The West African church for her was different from upstate New York. “The liturgy was full of harmonizing singing and drums. It was a very festive occasion every Sunday morning,” she said.
Out of her experience, Parker said she gained “a very strong adherence to the strong social justice message of the church. In addition to becoming enamored with the social justice teachings of the church, it was the beginning of exposure to the universality of the church.”
“You could go into any church and it was the same Mass, the same Communion. I think it’s just fabulous. It was really beautiful to see it,” she said.
Tiffany Grimes described herself as agnostic during college, but in the Peace Corps she prayed at Christmas Mass, walked in the Good Friday procession, and sat at vigil celebrations at statues of the Virgin Mary that dotted her Ecuadoran community. The Alabama native lived in the South American country from 2009 to 2012.

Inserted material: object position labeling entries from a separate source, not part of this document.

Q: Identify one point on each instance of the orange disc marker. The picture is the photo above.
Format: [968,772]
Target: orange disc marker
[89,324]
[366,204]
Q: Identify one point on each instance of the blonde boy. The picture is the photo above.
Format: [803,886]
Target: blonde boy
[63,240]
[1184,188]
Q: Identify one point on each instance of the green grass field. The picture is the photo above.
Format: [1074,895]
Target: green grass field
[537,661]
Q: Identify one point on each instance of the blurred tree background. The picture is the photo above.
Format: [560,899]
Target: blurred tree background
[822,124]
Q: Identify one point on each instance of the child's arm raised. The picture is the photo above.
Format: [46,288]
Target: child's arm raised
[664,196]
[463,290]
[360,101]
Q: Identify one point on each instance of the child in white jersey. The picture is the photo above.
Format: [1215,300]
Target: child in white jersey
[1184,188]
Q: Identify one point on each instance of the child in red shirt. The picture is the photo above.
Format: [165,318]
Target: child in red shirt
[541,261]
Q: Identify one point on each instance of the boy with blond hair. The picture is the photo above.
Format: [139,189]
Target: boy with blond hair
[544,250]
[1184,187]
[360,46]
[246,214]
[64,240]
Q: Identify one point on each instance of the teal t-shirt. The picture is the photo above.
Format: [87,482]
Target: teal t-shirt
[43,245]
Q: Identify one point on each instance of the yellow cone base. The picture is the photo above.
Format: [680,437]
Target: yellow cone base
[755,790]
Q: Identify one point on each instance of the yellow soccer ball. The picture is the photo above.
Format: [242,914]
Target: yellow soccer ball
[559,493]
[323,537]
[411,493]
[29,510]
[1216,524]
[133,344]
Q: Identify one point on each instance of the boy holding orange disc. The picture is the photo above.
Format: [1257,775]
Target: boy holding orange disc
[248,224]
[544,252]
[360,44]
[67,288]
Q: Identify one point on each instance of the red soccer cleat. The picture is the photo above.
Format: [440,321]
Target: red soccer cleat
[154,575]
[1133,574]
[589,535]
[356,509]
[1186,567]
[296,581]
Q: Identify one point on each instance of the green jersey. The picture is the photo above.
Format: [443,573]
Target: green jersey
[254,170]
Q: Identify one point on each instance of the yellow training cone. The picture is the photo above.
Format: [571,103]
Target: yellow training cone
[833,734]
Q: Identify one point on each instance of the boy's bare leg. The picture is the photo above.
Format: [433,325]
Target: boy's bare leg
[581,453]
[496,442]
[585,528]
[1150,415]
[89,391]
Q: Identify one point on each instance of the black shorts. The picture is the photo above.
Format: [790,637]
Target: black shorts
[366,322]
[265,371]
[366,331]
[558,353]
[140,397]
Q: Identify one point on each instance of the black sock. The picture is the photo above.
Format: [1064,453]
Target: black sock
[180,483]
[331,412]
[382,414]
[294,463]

Her small town survived on agriculture. “Beside being a school teacher or owning a small shop, the only other job would be working in the fields,” she said.

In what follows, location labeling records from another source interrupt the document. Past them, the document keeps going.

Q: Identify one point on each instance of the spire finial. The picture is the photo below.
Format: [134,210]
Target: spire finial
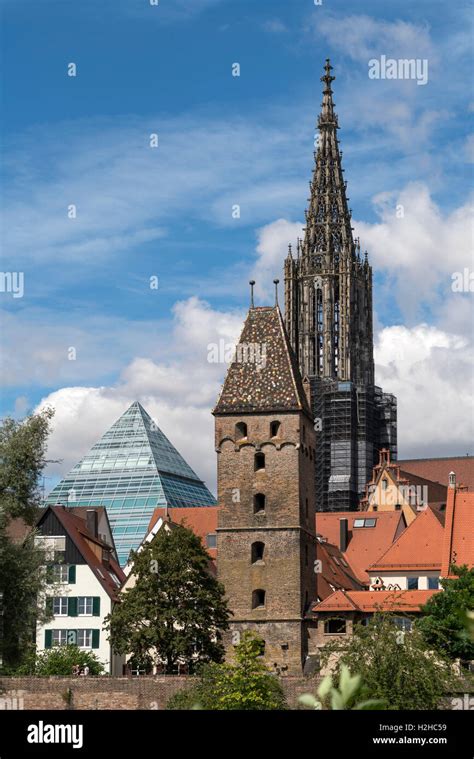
[275,282]
[327,78]
[251,283]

Now 27, Grimes joined the church during her year abroad.
A retreat experience drew her closer to the church. She was baptized and received first Communion in Ecuador, surrounded by 30 friends and her host family, a few weeks before she returned to the United States.
“Charity is something we put a lot of emphasis on. Being Catholic motivated me to be charitable and reach out to those in need,” she said.

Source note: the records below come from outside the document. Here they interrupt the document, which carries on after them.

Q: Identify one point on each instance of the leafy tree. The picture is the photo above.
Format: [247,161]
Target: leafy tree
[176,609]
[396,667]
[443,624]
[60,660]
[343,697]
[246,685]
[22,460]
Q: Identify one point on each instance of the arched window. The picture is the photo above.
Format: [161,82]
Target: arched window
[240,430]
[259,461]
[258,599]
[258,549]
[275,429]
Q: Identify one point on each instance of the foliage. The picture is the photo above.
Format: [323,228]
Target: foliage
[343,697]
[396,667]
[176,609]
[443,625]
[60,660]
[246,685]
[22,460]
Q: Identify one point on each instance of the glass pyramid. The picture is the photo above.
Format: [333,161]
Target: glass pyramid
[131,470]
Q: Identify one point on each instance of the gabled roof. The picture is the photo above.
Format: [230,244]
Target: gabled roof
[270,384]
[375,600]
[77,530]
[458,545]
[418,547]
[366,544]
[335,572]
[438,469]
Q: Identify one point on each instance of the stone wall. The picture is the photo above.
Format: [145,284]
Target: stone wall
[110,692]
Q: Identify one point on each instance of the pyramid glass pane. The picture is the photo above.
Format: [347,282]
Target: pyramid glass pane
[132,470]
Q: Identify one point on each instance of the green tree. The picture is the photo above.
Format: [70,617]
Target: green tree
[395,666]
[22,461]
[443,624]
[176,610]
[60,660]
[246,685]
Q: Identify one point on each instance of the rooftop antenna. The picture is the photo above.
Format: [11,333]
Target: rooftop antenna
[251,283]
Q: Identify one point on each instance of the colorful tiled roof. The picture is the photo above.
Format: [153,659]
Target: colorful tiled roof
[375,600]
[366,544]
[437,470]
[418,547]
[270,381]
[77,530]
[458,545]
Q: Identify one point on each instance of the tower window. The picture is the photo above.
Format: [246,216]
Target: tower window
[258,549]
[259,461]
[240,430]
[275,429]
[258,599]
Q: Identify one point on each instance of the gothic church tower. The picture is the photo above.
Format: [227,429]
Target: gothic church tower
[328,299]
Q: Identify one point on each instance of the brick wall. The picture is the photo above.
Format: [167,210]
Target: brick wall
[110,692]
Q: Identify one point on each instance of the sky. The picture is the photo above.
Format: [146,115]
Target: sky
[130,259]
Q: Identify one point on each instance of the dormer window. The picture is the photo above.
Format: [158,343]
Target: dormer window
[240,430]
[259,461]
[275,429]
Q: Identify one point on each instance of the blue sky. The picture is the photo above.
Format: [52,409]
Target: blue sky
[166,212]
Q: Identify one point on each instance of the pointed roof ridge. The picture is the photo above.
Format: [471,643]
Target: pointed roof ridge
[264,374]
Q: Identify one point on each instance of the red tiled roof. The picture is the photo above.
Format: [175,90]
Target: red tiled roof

She is pursing a doctorate at the University of Georgia in counseling and psychology, with research focused on women living with HIV. She attends St. Joseph Church, Athens.
By helping start businesses, or teaching a community about avoiding sickness, Peace Corps volunteers see their efforts as living out Kennedy’s vision.
Grimes said she respected Kennedy’s work on aiding the underprivileged.
“I think it’s really amazing and I am proud to be a part of something that’s linked to his legacy,” Grimes said.
Jim Sheahan, of All Saints Church, Dunwoody, was one of the early volunteers when he served from 1961 to 1963 in Sierra Leone. He worked on programs for secondary school students. Sheahan said his faith motivated him to join the Peace Corps.
“I viewed it as an important opportunity for me to devote my time and effort to working with students and the local neighborhood in improving their way of life,” he said.
“The Peace Corps is indeed one of the most visible and lasting legacies of President Kennedy. His youthful appearance and enthusiasm inspired me to volunteer in what I viewed as a great opportunity for me to help less fortunate people help themselves,” Sheahan said.
Marie Shockley, 75, retired from the federal government and joined the Peace Corps. She served in Namibia, from 2002 to 2004. Her attendance at Mass there drew attention but also built links to the community. The Peace Corps service “is a continuation of my faith,” said Shockley, who is involved with several ministries at Holy Family Church, Marietta, including St. Vincent de Paul and Habitat for Humanity.
“I think JFK was a man of vision and compassion, which is rare, especially for those who are so privileged,” she said. “I still mourn his death, and loss to us all.”